John C. Jasinski, Jennifer D. Jasinski, Charmine E. J. Härtel and Günter F. Härtel

Purpose: To demonstrate how an online coaching intervention can support well-being management (mental health and mood) of medical students, by increasing psychological awareness…

Abstract

Purpose: To demonstrate how an online coaching intervention can support well-being management (mental health and mood) of medical students, by increasing psychological awareness, emotional management, and healthy/positive action repertoires.

Design/methodology/approach: A two-group randomized control trial design using a waitlist as a control was used with a sample of 176 medical students. Half were randomly assigned the 5P© coaching intervention and the remaining half assigned to the waitlist group, scheduled to receive the intervention after the initial treatment group completed the intervention. Participant baseline data on stress, anxiety, depression, positive and negative affect, and psychological capital were obtained prior to commencing the study, after completion of the first treatment group, and again postintervention of the waitlisted group, and then at the end of the year.

Findings: Coaching the students to reflect on their emotions and make solution-focused choices to manage known stresses of medical education was shown to decrease medical student stress, anxiety, and depression, thereby increasing the mental health profiles of medical students.

Research limitations/implications: The findings suggest that an online coaching tool that increases psychological awareness and positive action can have a positive effect on mental health and mood of medical students.
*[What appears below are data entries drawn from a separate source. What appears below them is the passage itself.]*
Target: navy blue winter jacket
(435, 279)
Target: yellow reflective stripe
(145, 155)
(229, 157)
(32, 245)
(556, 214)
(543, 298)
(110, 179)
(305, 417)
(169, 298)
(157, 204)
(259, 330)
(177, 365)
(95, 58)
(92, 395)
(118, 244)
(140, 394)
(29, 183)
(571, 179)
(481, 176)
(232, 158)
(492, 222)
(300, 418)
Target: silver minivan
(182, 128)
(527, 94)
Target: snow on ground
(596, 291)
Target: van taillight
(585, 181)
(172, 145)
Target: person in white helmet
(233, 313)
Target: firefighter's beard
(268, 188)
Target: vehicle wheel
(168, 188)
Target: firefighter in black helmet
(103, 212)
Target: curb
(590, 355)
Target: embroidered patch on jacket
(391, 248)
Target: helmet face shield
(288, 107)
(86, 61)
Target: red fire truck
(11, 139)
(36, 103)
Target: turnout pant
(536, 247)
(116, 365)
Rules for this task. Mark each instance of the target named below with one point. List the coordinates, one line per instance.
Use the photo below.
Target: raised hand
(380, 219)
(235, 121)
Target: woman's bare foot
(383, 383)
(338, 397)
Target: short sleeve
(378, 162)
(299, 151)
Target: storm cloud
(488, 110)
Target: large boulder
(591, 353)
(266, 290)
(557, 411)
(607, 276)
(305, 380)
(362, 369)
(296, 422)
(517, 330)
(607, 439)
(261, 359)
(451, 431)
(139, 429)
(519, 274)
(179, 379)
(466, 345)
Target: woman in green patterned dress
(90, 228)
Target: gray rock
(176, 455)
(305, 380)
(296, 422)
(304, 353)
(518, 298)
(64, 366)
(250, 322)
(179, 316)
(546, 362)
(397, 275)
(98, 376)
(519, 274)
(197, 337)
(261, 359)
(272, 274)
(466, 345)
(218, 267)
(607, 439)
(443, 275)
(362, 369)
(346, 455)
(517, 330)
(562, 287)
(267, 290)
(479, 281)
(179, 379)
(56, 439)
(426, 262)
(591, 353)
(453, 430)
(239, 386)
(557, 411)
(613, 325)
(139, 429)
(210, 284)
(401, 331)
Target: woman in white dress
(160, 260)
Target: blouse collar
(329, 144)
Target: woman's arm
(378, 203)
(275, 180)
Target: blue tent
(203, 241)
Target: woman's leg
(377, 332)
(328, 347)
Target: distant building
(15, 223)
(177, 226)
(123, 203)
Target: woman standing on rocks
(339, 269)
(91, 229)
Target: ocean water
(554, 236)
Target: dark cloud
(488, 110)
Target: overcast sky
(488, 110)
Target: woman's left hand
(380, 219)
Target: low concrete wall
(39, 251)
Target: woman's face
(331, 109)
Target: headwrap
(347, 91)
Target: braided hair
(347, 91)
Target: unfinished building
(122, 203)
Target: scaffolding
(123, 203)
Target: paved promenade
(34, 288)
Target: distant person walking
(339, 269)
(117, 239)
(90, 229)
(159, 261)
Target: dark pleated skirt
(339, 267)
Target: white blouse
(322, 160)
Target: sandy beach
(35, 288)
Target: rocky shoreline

Practical implications: The framework developed and tested in this study is a useful tool for medical schools to assist medical students in managing their well-being, thereby decreasing the incidence and prevalence of mental illness in medical students. The implications of this research are significant in that positively affecting the psychological well-being of medical students could have a significant effect not only on each medical student but also on every patient that they treat, and society as a whole. Better mental health in medical students has the potential to decrease dropout rates, increase empathy and professionalism, and allow for better patient care.

Originality/value: This study contributes to the literature on online coaching for improved psychological well-being and emotional regulation, mental health, and medical students. It is one of the first studies using a coaching protocol to make a positive change to the known stress, anxiety, and depression experienced by medical students worldwide.